Int J Gen Med. 2021 Sep 7;14:5375-5380. doi: 10.2147/IJGM.S327733. eCollection 2021.
The red blood cell distribution width (RDW)-albumin ratio (RA) is a new biomarker, which is d-efined as RDW divided by albumin. This study aimed at determining the prognostic values of RA for diabetic ketoacidosis (DKA).

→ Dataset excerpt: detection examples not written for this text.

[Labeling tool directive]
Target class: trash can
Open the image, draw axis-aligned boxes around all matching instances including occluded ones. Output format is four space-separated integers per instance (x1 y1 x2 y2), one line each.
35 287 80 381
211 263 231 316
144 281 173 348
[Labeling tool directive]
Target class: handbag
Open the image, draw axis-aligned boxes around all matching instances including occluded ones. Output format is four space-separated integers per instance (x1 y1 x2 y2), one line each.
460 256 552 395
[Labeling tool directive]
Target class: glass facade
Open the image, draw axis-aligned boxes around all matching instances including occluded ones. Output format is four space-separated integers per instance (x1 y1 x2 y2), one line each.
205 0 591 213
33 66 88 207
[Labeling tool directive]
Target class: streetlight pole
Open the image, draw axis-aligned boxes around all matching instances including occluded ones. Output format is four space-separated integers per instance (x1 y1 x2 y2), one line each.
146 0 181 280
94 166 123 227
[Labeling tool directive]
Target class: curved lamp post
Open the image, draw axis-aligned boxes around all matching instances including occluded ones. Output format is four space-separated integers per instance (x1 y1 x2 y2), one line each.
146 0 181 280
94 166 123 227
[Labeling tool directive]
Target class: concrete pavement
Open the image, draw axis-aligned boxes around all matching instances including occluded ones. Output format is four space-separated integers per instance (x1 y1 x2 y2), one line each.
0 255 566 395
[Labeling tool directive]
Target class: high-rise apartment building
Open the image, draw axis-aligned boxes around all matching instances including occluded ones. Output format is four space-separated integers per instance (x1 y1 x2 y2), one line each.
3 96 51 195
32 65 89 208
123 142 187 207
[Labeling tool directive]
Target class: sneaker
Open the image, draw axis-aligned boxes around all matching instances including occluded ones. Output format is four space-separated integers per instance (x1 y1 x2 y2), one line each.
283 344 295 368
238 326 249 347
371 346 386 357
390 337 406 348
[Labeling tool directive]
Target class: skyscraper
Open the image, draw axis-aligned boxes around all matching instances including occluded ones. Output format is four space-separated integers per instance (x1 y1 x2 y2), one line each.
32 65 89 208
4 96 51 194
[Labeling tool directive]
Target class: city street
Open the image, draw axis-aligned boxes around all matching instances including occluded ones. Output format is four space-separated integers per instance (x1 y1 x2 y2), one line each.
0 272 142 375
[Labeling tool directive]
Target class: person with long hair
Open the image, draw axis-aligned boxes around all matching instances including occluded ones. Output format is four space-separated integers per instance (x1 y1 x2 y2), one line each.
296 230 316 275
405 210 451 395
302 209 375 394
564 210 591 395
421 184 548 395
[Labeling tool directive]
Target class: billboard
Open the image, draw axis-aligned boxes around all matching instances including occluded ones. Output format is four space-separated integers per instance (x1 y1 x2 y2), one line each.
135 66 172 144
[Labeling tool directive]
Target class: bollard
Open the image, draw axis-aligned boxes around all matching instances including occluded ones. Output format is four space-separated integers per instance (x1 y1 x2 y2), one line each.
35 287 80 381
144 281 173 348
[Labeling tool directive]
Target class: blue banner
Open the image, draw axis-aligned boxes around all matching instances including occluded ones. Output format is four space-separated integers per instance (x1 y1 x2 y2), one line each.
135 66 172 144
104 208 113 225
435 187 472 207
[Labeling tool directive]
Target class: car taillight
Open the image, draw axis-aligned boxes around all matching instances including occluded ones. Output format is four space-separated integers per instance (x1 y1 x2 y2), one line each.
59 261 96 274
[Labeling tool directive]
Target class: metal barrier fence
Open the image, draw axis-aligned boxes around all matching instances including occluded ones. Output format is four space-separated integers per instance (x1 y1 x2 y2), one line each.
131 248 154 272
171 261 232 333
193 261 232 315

Data were obtained from Medical Information Mart for Intensive Care Database III V1.4 (MIMIC-III) and the RA calculated. Multivariate Cox regression analysis was performed to determine the correlation between RA and 90-day mortality or 365-day mortality. To further investigate the association with RA and mortality, the patients were divided into two groups. The second outcome was the association between the incidence of DKA-related infections and RA.
For DKA patients in the ICU, RA was significantly correlated with 90-day mortality (HR: 2.1, 95% CI: 1.5, 3.0, p < 0.001) and 365-day mortality (HR: 1.9, 95% CI: 1.5, 2.5, p < 0.001). A high RA was independently correlated with increased 90-day mortality (HR: 7.8, 95% CI: 1.8, 34.0, p for trend <0.001) and 365-day mortality (HR: 5.2, 95% CI: 2.4, 11.3, p for trend <0.001). Moreover, RA was found to be an independent predictor for sepsis and septic shock in patients with DKA (HR: 2.9, 95% CI: 2.0, 4.1, p < 0.001). After adjusting for confounders, the statistical outcome was the same.
A high RA is significantly correlated with increased all-cause mortality of DKA as well as an increased incidence of DKA-related infections. RA is a potential prognostic marker for DKA.
红细胞分布宽度(RDW)-白蛋白比值(RA)是一种新的生物标志物,定义为RDW除以白蛋白。本研究旨在确定RA对糖尿病酮症酸中毒(DKA)的预后价值。
从重症监护医学信息数据库III V1.4(MIMIC-III)获取数据并计算RA。进行多变量Cox回归分析以确定RA与90天死亡率或365天死亡率之间的相关性。为进一步研究RA与死亡率的关联,将患者分为两组。第二个结果是DKA相关感染的发生率与RA之间的关联。
对于重症监护病房中的DKA患者,RA与90天死亡率(风险比:2.1,95%置信区间:1.5,3.0,p<0.001)和365天死亡率(风险比:1.9,95%置信区间:1.5,2.5,p<0.001)显著相关。高RA与90天死亡率增加(风险比:7.8,95%置信区间:1.8,34.0,趋势p<0.001)和365天死亡率增加(风险比:5.2,95%置信区间:2.4,11.3,趋势p<0.001)独立相关。此外,发现RA是DKA患者发生脓毒症和感染性休克的独立预测因素(风险比:2.9,95%置信区间:2.0,4.1,p<0.001)。在调整混杂因素后,统计结果相同。
高RA与DKA全因死亡率增加以及DKA相关感染发生率增加显著相关。RA是DKA的一个潜在预后标志物。